Keith Barton – Advancing surgical approaches in patients with glaucoma
Mr Keith Barton, consultant ophthalmic surgeon for the glaucoma service at Moorfields Eye Hospital and his team are investigating a number of avenues relating to glaucoma surgery research including trialling new devices, patient education and new clinical studies. Advancements in these areas are helping Moorfields Eye Hospital evaluate the effectiveness and impact of surgical devices on patients with glaucoma.
Sir Peng – Reducing scar tissue after glaucoma surgery
Dr Cynthia Yu Wai Man and Professor Sir Peng Tee Khaw are carrying out research to develop a safer and more effective treatment to prevent scar tissue build up after glaucoma surgery. Surgery can be very effective at reducing eye pressure but scarring of the eye tissue can limit the long term success. The current treatment of anti-scarring drugs can cause unpleasant side effects so there is a need to develop improved treatments. There is an important group of genes that control how badly the eye scars and the aim of this research is to develop a drug that switches off these genes and prevents scarring taking place. Laboratory experiments will test the safety of the new drug and how best to deliver it into the eye providing a body of evidence to inform potential future clinical trials.
Paul Foster – Understanding the genes responsible for acute-angle glaucoma
Professor Paul Foster and his team are looking at the genetic link in acute-closure glaucoma often called narrow-angle glaucoma. It is caused by the angle between the iris and the cornea becoming very narrow reducing the drainage of fluid from the eye. This causes an increase in intraocular pressure which may occur very rapidly, leading to severe irreversible damage to the nerves at the back of the eye in the retina. It is known that some forms of angle-closure glaucoma can be inherited however little is known about the genes that cause the disease. Professor Paul Foster and his team are working on a gene and related protein called SPATA13 where mutations in the gene leads to acute-closure glaucoma. Their aim is to better understand how the SPATA13 protein functions in the eye.

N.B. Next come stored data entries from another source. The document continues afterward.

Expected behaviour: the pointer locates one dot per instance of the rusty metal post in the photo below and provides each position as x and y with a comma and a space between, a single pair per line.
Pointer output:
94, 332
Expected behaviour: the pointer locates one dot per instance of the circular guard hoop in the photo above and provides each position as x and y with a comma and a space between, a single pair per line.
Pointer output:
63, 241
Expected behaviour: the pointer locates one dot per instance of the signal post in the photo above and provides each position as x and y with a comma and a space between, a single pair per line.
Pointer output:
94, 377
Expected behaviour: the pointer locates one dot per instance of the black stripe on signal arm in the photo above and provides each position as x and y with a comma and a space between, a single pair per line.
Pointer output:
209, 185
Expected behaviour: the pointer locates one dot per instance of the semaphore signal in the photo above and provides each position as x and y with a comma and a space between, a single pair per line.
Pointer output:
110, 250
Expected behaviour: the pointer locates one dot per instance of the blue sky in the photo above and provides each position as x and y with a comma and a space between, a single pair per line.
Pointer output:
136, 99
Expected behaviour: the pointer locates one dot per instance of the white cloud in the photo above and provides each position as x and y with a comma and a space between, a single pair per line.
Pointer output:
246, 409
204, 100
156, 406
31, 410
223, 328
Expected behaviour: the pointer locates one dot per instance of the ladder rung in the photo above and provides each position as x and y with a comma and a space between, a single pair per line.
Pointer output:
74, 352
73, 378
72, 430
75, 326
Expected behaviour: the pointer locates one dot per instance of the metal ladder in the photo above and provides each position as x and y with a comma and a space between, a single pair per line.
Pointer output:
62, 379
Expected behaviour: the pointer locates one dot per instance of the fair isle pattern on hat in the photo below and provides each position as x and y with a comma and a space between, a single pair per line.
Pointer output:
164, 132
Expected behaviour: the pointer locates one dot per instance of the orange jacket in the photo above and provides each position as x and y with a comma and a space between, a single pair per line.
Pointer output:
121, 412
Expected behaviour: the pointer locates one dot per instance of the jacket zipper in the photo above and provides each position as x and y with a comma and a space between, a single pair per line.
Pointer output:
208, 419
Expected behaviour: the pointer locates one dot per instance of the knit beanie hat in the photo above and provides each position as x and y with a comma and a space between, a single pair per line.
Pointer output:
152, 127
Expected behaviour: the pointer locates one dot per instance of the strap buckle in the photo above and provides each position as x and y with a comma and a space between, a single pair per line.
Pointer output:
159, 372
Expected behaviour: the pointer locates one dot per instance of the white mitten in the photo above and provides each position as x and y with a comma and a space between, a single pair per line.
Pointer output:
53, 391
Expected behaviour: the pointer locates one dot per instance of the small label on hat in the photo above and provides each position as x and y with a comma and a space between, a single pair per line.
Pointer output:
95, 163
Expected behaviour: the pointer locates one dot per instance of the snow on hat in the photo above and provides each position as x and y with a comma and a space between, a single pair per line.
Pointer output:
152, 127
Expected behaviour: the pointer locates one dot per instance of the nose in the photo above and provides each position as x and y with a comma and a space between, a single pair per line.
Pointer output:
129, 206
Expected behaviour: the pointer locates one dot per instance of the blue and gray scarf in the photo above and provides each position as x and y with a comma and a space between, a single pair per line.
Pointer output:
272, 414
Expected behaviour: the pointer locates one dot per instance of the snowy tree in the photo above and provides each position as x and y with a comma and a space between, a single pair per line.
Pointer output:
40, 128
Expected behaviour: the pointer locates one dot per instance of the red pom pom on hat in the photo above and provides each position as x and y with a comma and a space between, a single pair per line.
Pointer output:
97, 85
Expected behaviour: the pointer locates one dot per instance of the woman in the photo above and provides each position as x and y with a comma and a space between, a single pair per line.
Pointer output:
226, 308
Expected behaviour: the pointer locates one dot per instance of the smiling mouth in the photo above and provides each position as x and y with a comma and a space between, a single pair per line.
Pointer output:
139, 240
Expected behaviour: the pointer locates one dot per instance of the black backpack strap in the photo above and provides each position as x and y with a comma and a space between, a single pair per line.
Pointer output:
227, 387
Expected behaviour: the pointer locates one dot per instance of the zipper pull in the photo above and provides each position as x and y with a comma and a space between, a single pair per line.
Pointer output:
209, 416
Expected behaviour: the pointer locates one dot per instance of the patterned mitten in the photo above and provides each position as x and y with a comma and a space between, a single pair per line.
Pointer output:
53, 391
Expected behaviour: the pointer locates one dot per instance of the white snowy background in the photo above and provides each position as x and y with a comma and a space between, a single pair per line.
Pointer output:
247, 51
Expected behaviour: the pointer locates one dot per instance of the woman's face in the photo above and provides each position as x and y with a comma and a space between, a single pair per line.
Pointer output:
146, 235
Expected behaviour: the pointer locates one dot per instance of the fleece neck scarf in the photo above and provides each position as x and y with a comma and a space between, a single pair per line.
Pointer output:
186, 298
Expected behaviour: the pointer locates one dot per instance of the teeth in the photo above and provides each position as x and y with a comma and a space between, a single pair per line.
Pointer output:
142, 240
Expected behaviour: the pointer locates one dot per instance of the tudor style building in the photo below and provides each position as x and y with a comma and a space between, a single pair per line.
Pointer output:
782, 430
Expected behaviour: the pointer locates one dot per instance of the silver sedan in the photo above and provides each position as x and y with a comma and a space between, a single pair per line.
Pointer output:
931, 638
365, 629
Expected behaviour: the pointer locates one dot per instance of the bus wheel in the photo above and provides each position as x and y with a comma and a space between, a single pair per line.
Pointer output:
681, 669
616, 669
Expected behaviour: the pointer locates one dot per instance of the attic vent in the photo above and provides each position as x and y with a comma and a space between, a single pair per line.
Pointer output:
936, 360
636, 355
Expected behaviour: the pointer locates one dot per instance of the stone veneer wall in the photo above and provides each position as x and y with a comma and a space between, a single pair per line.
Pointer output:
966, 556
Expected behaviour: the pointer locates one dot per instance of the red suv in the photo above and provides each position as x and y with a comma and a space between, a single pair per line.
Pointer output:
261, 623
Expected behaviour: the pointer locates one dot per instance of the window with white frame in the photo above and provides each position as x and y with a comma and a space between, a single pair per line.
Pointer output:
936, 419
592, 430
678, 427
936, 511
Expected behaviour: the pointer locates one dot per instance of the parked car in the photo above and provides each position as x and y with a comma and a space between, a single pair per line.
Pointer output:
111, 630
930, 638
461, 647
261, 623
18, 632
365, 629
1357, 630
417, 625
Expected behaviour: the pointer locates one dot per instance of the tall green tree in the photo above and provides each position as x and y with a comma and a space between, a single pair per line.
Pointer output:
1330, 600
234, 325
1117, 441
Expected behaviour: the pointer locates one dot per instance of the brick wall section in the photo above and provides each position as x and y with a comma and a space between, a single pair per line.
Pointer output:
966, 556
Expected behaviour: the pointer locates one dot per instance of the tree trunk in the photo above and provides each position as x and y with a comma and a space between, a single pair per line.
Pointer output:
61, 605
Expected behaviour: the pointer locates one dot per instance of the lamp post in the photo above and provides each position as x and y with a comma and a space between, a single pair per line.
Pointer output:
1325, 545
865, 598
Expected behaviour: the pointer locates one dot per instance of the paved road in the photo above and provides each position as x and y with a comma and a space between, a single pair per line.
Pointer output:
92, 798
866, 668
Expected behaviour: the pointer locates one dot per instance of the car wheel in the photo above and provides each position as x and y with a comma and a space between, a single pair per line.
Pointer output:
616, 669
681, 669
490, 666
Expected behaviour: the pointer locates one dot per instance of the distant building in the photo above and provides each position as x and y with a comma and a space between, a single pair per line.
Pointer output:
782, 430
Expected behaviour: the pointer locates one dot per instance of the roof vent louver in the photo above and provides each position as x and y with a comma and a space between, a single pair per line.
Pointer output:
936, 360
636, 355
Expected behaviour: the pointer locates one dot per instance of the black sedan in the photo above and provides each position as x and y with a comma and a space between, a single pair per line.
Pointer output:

Ananth Viswanathan – Evaluating the risk of cataract surgery to patients with glaucoma
Mr Ananth Viswanathan and Dr Conor Ramsden at Moorfields Eye Hospital are working on a study to establish the risk of significant visual loss in people with advanced glaucoma after cataract surgery. Patients with glaucoma can develop cataracts and routine surgery to remove them is frequently carried out. The sight of people with glaucoma may be a small ‘island’ of vision in one or both eyes so removing any cataracts that develop could make considerable improvements to their vision. However there is a small risk of significant vision loss after the cataract operation. The risk is discussed with patients prior to the surgery however there is an absence of empirical data to say what the risk is to this group of patients. To improve the understanding of risk Mr Viswanathan’s team has initiated a surveillance programme through the Royal College of Ophthalmologists which will encourage ophthalmologists nationally to report the outcomes of cataract surgery on glaucoma patients. Surgeons will be asked to report on gender, age and ethnicity and the type of glaucoma and cataract surgery performed and the outcome for the patient. The data will be used to inform a follow-up study to design a standard protocol and provide patients with informed risks of cataract surgery.